Publication Abstract

Authors: Kowalczyk KJ, Harbin AC, Choueiri TK, Hevelone ND, Lipsitz SR, Trinh QD, Tina Shih YC, Hu JC

Title: Use of surveillance imaging following treatment of small renal masses.

Journal: J Urol 190(5):1680-5

Date: 2013 Nov

Abstract: PURPOSE: With the increasing incidence of small renal masses, there is greater use of ablation, nephron sparing surgery and surveillance compared to radical nephrectomy. However, patterns of care in the use of posttreatment imaging remain uncharacterized. The purpose of this study is to determine the rate of posttreatment imaging after various treatments for small renal mass.

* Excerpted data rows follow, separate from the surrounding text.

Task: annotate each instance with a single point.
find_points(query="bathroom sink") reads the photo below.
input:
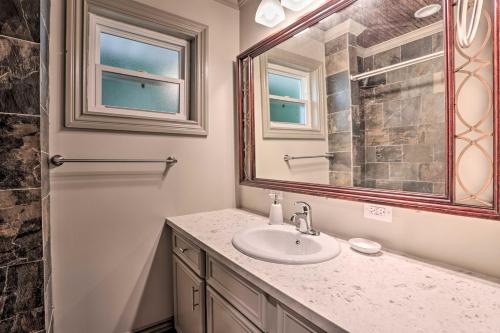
(283, 244)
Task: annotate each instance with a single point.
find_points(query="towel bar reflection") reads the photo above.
(59, 160)
(287, 158)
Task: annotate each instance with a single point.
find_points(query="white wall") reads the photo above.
(110, 254)
(465, 242)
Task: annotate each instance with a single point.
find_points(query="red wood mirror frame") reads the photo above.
(419, 201)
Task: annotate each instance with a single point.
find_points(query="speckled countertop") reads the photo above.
(359, 293)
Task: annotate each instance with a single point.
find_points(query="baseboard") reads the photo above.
(162, 326)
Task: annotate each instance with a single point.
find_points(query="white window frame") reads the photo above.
(305, 93)
(98, 25)
(312, 73)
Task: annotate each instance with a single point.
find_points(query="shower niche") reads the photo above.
(380, 101)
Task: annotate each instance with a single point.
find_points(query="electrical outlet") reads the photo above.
(378, 212)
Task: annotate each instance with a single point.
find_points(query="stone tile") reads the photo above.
(337, 62)
(388, 92)
(358, 150)
(339, 122)
(437, 42)
(340, 179)
(336, 45)
(370, 154)
(433, 109)
(417, 153)
(368, 64)
(358, 119)
(21, 226)
(431, 133)
(353, 59)
(392, 113)
(23, 291)
(377, 170)
(338, 82)
(398, 75)
(433, 172)
(393, 185)
(28, 321)
(341, 162)
(377, 137)
(403, 135)
(338, 102)
(20, 19)
(420, 187)
(389, 153)
(374, 117)
(19, 77)
(410, 111)
(19, 151)
(416, 48)
(403, 171)
(339, 142)
(386, 58)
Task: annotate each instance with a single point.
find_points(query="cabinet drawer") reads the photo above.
(245, 297)
(222, 317)
(191, 254)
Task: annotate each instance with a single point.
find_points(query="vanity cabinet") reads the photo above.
(212, 298)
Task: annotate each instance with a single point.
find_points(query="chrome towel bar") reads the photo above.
(59, 160)
(287, 158)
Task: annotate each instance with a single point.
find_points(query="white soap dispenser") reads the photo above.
(276, 211)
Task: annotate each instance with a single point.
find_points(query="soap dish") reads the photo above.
(364, 245)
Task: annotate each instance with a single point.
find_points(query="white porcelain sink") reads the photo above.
(283, 244)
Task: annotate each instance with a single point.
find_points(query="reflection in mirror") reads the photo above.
(358, 100)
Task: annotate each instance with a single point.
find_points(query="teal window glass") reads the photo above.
(287, 112)
(123, 91)
(138, 56)
(285, 86)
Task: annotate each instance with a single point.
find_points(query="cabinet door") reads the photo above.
(222, 317)
(189, 299)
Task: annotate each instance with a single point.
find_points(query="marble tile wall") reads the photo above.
(24, 183)
(404, 114)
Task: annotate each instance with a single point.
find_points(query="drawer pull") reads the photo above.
(193, 291)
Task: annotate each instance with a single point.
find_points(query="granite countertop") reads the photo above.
(359, 293)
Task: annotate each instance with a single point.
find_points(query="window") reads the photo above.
(143, 69)
(136, 72)
(288, 96)
(292, 96)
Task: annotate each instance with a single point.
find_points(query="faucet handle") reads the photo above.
(306, 208)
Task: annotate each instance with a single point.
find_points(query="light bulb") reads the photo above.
(269, 13)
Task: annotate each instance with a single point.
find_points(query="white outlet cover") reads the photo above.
(378, 212)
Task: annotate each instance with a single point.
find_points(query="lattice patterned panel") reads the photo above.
(474, 117)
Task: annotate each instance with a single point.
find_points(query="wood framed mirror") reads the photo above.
(375, 101)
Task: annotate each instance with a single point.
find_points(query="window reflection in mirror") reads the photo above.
(366, 84)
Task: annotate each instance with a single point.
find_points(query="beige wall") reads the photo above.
(465, 242)
(110, 261)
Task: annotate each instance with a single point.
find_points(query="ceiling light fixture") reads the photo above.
(427, 11)
(296, 5)
(270, 13)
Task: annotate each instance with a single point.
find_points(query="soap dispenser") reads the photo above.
(276, 211)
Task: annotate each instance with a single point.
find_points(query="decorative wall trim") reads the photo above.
(162, 326)
(403, 39)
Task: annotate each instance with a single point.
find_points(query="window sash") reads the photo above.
(304, 77)
(99, 24)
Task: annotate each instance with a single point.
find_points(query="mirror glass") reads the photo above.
(357, 100)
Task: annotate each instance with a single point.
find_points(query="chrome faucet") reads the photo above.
(306, 214)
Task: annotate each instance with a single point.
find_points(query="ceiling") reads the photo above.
(384, 19)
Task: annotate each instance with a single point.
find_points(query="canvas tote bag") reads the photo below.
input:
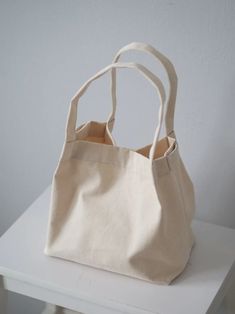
(123, 210)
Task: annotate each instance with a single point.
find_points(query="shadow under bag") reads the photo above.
(123, 210)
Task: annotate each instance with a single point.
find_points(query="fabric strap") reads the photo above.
(154, 80)
(172, 79)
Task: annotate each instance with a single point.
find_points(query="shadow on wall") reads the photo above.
(217, 172)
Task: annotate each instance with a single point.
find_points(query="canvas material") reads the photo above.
(118, 209)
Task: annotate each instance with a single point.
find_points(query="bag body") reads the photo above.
(118, 209)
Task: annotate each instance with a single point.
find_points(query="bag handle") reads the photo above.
(172, 79)
(154, 80)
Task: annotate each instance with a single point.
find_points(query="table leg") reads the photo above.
(230, 300)
(55, 309)
(3, 297)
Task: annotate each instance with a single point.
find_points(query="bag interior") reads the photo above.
(96, 132)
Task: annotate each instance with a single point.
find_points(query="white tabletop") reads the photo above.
(198, 290)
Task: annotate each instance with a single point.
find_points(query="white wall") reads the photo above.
(48, 48)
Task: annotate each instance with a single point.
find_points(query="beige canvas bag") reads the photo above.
(123, 210)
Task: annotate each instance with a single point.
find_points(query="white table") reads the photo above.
(26, 270)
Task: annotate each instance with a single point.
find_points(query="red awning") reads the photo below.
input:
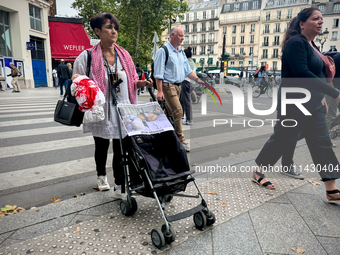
(68, 40)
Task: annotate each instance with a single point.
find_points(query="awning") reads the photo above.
(68, 40)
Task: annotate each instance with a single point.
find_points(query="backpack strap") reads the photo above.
(166, 50)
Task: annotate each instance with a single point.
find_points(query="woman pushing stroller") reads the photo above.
(109, 62)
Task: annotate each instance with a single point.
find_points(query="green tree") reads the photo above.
(138, 21)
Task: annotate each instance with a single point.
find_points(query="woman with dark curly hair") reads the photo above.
(303, 66)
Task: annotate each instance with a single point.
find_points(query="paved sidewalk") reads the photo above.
(250, 219)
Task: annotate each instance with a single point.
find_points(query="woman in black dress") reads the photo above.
(303, 67)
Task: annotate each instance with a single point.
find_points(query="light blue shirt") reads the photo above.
(177, 67)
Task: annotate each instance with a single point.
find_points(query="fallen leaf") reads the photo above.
(298, 250)
(314, 182)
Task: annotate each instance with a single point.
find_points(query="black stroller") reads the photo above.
(159, 172)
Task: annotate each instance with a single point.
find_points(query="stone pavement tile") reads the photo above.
(42, 228)
(321, 219)
(3, 237)
(102, 209)
(283, 230)
(283, 199)
(53, 211)
(199, 245)
(236, 236)
(330, 244)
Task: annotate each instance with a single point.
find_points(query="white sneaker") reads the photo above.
(102, 183)
(117, 193)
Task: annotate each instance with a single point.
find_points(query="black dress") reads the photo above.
(302, 67)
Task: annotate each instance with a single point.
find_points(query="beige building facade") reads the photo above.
(25, 23)
(240, 22)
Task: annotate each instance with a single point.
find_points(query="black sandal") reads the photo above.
(266, 184)
(333, 200)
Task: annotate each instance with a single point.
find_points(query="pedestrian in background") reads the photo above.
(185, 97)
(170, 76)
(109, 63)
(15, 77)
(303, 66)
(64, 75)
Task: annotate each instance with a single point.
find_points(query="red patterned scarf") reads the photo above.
(98, 70)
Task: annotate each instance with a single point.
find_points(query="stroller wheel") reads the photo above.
(169, 237)
(125, 208)
(134, 206)
(333, 134)
(210, 218)
(157, 238)
(200, 220)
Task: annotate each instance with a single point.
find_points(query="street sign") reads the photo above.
(31, 46)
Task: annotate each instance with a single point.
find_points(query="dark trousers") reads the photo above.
(314, 130)
(100, 156)
(185, 100)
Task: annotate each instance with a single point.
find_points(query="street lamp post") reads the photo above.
(322, 38)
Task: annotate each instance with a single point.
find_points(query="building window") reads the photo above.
(321, 8)
(236, 7)
(289, 14)
(278, 15)
(337, 8)
(5, 35)
(265, 54)
(251, 39)
(275, 53)
(266, 29)
(265, 41)
(243, 28)
(334, 35)
(35, 18)
(277, 28)
(226, 8)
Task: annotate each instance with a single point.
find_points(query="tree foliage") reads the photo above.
(138, 21)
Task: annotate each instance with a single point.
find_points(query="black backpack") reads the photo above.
(153, 65)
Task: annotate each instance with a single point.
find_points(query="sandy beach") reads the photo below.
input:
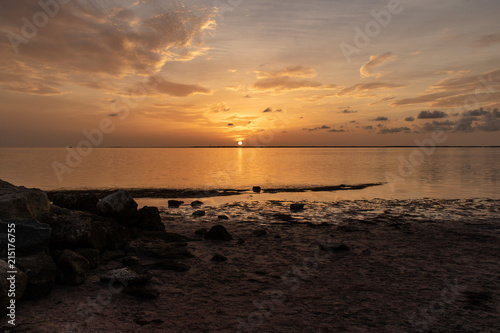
(411, 266)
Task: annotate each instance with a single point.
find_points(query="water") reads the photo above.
(446, 173)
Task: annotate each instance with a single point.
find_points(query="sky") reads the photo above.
(264, 72)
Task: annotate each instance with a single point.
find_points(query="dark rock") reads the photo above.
(219, 258)
(174, 203)
(199, 213)
(169, 265)
(218, 232)
(149, 219)
(143, 292)
(128, 276)
(21, 280)
(92, 255)
(297, 206)
(121, 206)
(21, 202)
(41, 271)
(334, 247)
(158, 248)
(196, 203)
(201, 231)
(72, 268)
(260, 232)
(85, 201)
(30, 234)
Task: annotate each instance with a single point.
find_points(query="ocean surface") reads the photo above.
(406, 173)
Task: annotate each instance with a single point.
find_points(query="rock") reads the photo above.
(85, 201)
(144, 292)
(157, 248)
(256, 189)
(30, 235)
(199, 213)
(219, 258)
(128, 276)
(149, 219)
(21, 280)
(218, 232)
(69, 231)
(21, 202)
(168, 265)
(260, 233)
(174, 203)
(41, 271)
(196, 203)
(334, 247)
(201, 231)
(297, 206)
(121, 206)
(72, 268)
(92, 255)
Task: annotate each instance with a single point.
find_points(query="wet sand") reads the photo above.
(413, 266)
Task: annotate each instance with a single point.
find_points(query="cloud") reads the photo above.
(363, 87)
(376, 60)
(432, 114)
(386, 130)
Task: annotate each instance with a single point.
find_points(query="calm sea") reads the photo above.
(407, 172)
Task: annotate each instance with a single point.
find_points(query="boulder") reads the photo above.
(85, 201)
(72, 268)
(218, 232)
(121, 206)
(21, 280)
(21, 202)
(92, 255)
(196, 204)
(41, 271)
(149, 219)
(30, 235)
(174, 203)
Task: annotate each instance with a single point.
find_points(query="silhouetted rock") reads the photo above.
(72, 268)
(41, 272)
(199, 213)
(219, 258)
(30, 234)
(92, 255)
(21, 202)
(149, 219)
(334, 247)
(84, 201)
(121, 206)
(174, 203)
(297, 206)
(218, 232)
(196, 203)
(21, 280)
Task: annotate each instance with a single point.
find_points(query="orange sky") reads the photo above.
(274, 72)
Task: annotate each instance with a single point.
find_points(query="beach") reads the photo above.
(428, 265)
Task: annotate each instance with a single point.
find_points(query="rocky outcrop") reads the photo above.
(72, 268)
(121, 206)
(30, 235)
(41, 272)
(20, 202)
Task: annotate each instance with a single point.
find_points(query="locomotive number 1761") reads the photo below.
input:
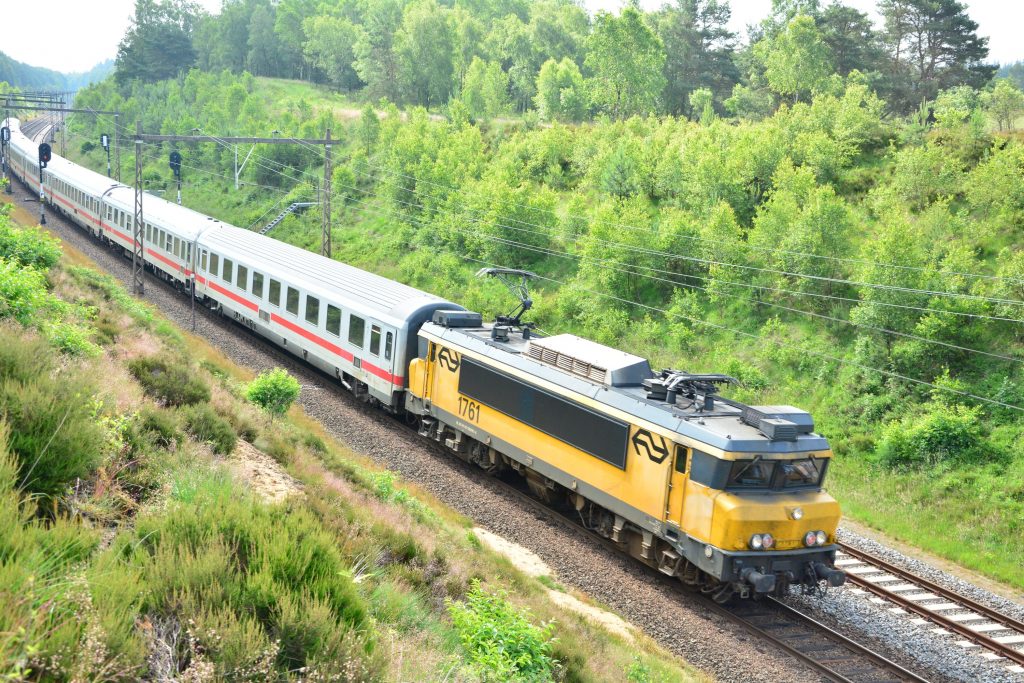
(469, 410)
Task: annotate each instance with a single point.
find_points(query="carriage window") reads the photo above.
(312, 310)
(681, 454)
(375, 340)
(356, 330)
(292, 304)
(334, 321)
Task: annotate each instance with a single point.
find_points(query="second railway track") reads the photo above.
(977, 625)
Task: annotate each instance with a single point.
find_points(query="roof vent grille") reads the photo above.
(590, 360)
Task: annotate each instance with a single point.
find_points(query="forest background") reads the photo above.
(829, 211)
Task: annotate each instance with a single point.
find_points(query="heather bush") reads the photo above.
(205, 425)
(171, 383)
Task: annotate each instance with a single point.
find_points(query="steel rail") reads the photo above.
(1003, 649)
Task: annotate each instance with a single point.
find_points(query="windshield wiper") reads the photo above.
(757, 459)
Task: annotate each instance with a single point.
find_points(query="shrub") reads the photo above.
(501, 642)
(30, 248)
(173, 384)
(274, 391)
(161, 424)
(54, 432)
(944, 434)
(263, 589)
(205, 425)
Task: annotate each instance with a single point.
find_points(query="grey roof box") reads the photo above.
(458, 318)
(591, 360)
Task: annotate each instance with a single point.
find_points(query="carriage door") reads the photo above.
(677, 484)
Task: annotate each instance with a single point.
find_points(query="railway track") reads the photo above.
(819, 647)
(39, 127)
(928, 603)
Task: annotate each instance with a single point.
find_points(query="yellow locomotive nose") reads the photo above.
(738, 517)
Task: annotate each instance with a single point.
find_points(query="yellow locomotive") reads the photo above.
(723, 496)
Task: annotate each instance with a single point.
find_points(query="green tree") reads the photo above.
(702, 104)
(331, 47)
(485, 89)
(797, 60)
(369, 128)
(263, 46)
(932, 45)
(274, 391)
(1006, 102)
(289, 16)
(628, 60)
(852, 40)
(698, 51)
(560, 91)
(424, 47)
(376, 57)
(158, 43)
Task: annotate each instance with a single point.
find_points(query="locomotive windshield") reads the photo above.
(758, 473)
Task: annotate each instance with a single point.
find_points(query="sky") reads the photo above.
(79, 35)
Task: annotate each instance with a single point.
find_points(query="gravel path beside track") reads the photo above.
(723, 650)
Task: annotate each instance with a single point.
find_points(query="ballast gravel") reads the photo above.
(894, 634)
(722, 649)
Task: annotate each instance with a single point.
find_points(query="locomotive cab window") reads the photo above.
(334, 321)
(312, 310)
(356, 330)
(755, 473)
(292, 302)
(375, 340)
(800, 473)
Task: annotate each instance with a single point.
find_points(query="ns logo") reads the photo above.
(449, 359)
(652, 445)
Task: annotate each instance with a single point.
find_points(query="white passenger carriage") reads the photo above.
(356, 326)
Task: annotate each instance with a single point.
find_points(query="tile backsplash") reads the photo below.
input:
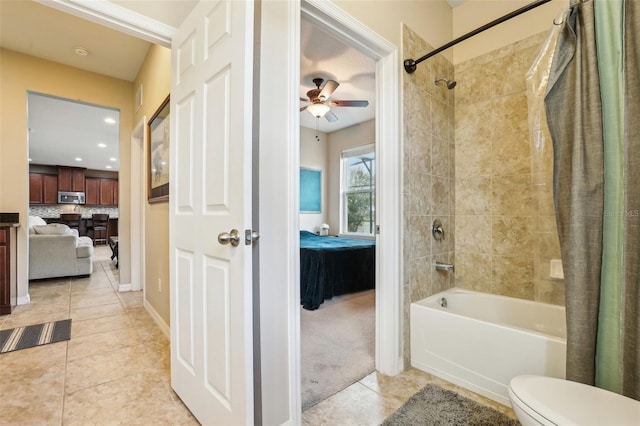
(53, 211)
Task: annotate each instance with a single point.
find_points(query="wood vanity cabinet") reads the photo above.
(71, 179)
(43, 188)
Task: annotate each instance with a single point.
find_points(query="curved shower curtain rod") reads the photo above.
(410, 65)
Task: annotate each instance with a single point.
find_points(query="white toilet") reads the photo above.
(538, 400)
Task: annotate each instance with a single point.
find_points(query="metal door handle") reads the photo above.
(232, 237)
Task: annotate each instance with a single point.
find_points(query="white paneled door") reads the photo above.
(210, 156)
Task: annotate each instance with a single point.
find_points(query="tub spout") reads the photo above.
(444, 266)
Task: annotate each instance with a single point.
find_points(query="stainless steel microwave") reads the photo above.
(70, 197)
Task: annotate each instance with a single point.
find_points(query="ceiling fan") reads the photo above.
(319, 103)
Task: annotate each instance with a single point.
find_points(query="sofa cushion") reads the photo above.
(84, 247)
(35, 221)
(52, 229)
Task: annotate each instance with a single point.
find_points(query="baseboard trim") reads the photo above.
(158, 320)
(124, 287)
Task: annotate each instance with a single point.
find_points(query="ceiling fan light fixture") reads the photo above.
(318, 110)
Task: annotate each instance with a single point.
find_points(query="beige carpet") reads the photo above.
(337, 345)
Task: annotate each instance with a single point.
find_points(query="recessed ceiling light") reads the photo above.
(81, 51)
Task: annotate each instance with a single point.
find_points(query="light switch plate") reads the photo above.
(555, 269)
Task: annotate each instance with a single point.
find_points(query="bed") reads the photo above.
(331, 266)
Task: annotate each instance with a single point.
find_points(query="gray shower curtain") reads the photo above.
(607, 357)
(631, 284)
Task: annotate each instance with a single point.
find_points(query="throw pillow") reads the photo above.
(52, 229)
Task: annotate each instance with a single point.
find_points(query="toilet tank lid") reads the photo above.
(567, 403)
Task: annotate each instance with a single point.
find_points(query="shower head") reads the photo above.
(450, 83)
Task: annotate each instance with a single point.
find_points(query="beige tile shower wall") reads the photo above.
(505, 225)
(428, 181)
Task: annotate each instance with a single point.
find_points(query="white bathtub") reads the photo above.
(481, 341)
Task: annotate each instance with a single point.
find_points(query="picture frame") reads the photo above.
(158, 160)
(310, 190)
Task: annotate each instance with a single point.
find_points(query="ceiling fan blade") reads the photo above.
(349, 103)
(328, 89)
(331, 117)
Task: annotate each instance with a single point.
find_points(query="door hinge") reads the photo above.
(250, 237)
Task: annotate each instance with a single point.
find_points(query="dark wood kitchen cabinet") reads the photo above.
(108, 192)
(92, 191)
(43, 188)
(71, 179)
(101, 192)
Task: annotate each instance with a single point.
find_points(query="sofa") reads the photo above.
(55, 250)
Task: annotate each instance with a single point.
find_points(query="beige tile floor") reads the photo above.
(115, 368)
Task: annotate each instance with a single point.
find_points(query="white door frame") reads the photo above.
(388, 166)
(137, 218)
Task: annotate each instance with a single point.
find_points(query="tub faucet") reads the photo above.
(444, 266)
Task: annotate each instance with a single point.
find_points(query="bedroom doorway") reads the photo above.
(337, 205)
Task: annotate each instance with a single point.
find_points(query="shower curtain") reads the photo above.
(593, 105)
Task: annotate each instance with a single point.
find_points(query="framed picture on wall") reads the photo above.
(310, 191)
(158, 154)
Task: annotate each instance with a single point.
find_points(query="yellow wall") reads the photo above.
(21, 73)
(155, 78)
(431, 20)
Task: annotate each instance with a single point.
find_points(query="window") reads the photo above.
(358, 202)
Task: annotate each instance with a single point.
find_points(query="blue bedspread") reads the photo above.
(331, 266)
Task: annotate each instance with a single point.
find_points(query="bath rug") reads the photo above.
(434, 405)
(34, 335)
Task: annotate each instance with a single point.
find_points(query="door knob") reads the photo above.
(232, 237)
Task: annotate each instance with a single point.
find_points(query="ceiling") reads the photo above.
(325, 56)
(69, 133)
(27, 26)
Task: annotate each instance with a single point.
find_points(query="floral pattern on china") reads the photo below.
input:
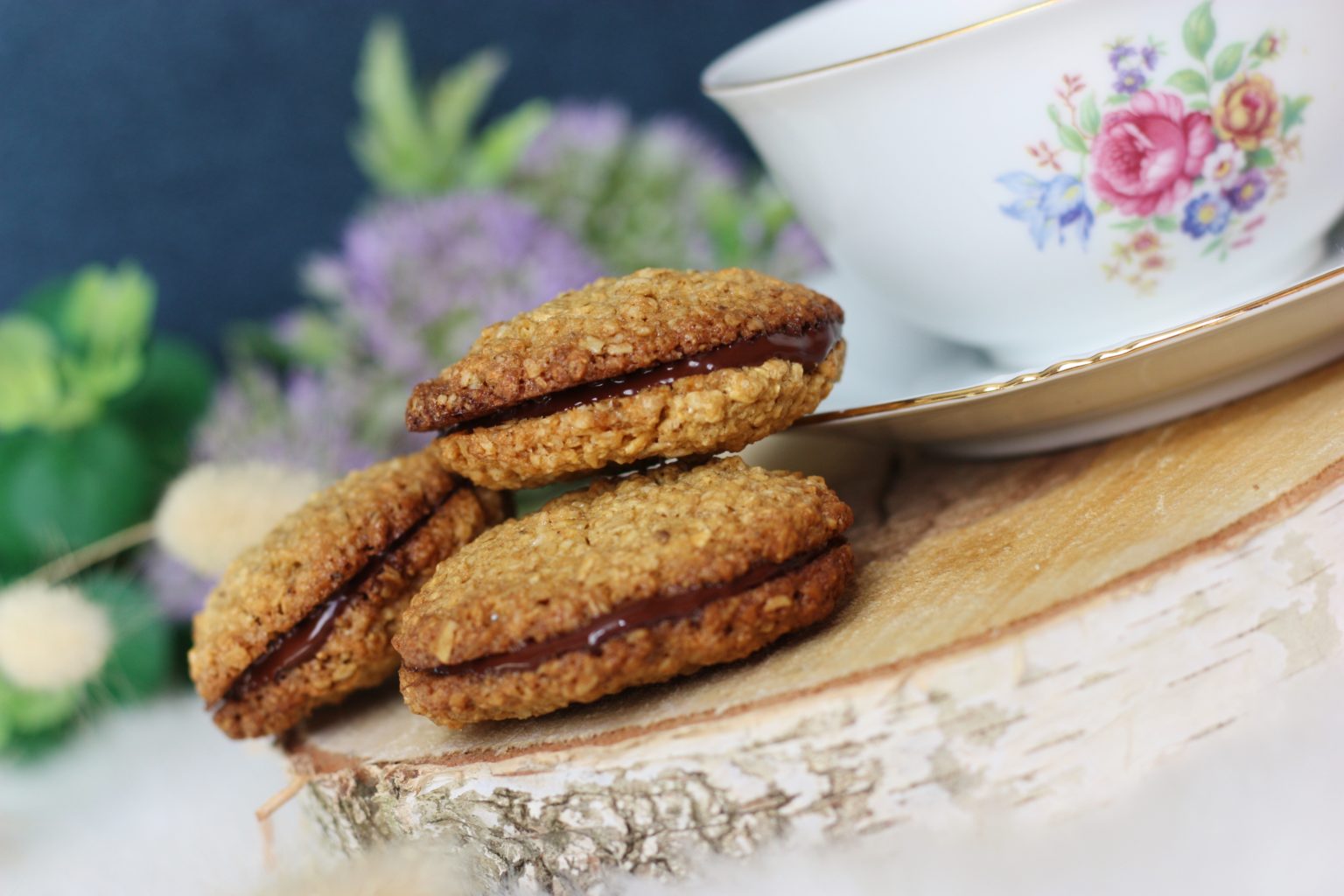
(1198, 156)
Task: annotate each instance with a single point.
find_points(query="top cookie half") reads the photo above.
(657, 363)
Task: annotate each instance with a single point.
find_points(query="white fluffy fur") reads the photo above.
(214, 511)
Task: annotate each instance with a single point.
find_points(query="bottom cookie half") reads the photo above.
(722, 632)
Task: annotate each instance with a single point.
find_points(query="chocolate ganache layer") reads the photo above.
(306, 639)
(640, 614)
(808, 346)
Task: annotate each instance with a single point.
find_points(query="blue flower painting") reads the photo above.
(1050, 207)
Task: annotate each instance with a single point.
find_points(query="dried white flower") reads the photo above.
(52, 635)
(214, 511)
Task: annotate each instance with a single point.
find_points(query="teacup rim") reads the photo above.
(717, 90)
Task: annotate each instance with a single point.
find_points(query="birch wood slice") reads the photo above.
(1023, 635)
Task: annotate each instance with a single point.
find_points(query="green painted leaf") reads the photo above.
(1188, 80)
(1088, 116)
(1293, 112)
(1199, 30)
(1071, 138)
(1261, 158)
(1228, 60)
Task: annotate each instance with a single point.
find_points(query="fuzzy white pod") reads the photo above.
(214, 511)
(52, 637)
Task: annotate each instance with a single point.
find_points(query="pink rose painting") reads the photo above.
(1146, 156)
(1195, 153)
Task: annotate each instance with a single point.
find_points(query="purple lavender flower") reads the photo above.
(1248, 190)
(328, 424)
(672, 141)
(1118, 54)
(1130, 80)
(179, 590)
(410, 273)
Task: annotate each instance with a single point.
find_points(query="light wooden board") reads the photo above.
(1026, 635)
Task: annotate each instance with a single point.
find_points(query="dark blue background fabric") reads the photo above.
(207, 138)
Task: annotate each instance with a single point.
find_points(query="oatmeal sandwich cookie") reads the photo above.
(628, 582)
(656, 364)
(305, 617)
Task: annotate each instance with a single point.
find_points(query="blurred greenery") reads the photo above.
(94, 416)
(416, 141)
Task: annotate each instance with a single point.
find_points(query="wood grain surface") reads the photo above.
(1028, 634)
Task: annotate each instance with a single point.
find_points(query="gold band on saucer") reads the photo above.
(845, 63)
(1073, 364)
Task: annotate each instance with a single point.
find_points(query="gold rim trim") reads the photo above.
(1078, 363)
(879, 54)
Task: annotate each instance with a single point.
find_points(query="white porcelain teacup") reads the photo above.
(1057, 178)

MATERIALS AND METHODS: Using SEER (Surveillance, Epidemiology and End Results)-Medicare data during 2005 to 2009, we identified 1,682 subjects diagnosed with small renal mass and treated with open partial nephrectomy (330), minimally invasive partial nephrectomy (160), open radical nephrectomy (404), minimally invasive radical nephrectomy (535), thermal ablation (212) and surveillance (42). Use of imaging was compared within 24 months of treatment and multivariate regression models were constructed to identify factors associated with increased imaging use. RESULTS: On adjusted analyses thermal ablation was associated with almost eightfold greater odds of surveillance imaging compared with open radical nephrectomy (OR 7.7, 95% CI 1.01-59.4). Specifically, thermal ablation was associated with increased computerized tomography (OR 5.28) and magnetic resonance imaging (OR 2.19) use and decreased ultrasound use (OR 0.59). Minimally invasive partial nephrectomy (OR 3.28) and open partial nephrectomy (OR 3.19) were also associated with increased computerized tomography use to a lesser extent. CONCLUSIONS: Subjects undergoing nephron sparing surgery undergo more posttreatment imaging compared to open radical nephrectomy. Although possibly associated with lower morbidity, thermal ablation is associated with significantly greater use of imaging compared to other small renal mass treatments. This may increase costs and radiation exposure, although further study is needed for confirmation.